Publikasiterkini.com ° Jakarta – Badan Narkotika Nasional (BNN) berhasil memulangkan buronan kasus peredaran sabu senilai Rp5 triliun, Dewi Astutik (47), dari Kamboja. Dewi tiba di Bandara Soekarno-Hatta, pada malam hari Selasa (2/12/2025) dengan pengawalan ketat petugas.
Berdasarkan foto yang diperoleh wartawan di lokasi, Dewi yang mengenakan kaos lengan pendek berwarna terang, kacamata, dan berambut pendek, tampak terus menundukkan kepala. Kedua tangannya diikat dengan kabel ties saat digiring petugas melewati prosedur imigrasi hingga keluar dari area bandara. Selanjutnya ia langsung dibawa ke kantor pusat BNN RI untuk menjalani pemeriksaan intensif.

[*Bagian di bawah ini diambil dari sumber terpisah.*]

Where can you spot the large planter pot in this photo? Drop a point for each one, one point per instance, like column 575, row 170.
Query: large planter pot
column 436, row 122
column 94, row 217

Penangkapan Dewi dilakukan pada Senin (1/12/2025) sekitar pukul 13.39 waktu setempat di lobby sebuah hotel di Sihanoukville, Kamboja. Saat itu, target terdeteksi berada di dalam mobil Toyota Prius warna putih dan langsung diamankan oleh tim gabungan BNN dengan otoritas setempat.
Kepala BNN RI Komjen Pol. Suyudi Ario Seto turut terjun langsung memimpin operasi di Kamboja. Dalam jumpa pers di kawasan Bandara Soekarno-Hatta, Selasa sore, Suyudi menyatakan keberhasilan ini merupakan wujud komitmen pemberantasan narkoba sesuai Asta Cita Presiden Prabowo Subianto, khususnya poin ke-7 tentang reformasi hukum dan ketahanan bangsa.
“Berperang terhadap narkoba demi kemanusiaan, sejalan dengan Asta Cita Bapak Presiden. Narkoba bukan hanya kriminalitas biasa, tapi isu kemanusiaan. Pengguna adalah korban yang harus direhabilitasi, bukan sekadar dipenjara,” tegas Suyudi.
Dewi Astutik sebelumnya masuk daftar pencarian orang (DPO) dan buronan Interpol sejak terlibat jaringan peredaran 1 ton sabu asal Thailand yang digagalkan BNN pada 2023. Kasus tersebut memiliki nilai fantastis mencapai Rp5 triliun di pasar gelap.
Proses ekstradisi dan pemulangan Dewi Astutik ini menjadi salah satu keberhasilan besar BNN di akhir tahun 2025 dalam upaya melindungi generasi muda Indonesia dari ancaman narkoba. Pemeriksaan lanjutan terus dilakukan untuk mengungkap jaringan yang masih tersisa.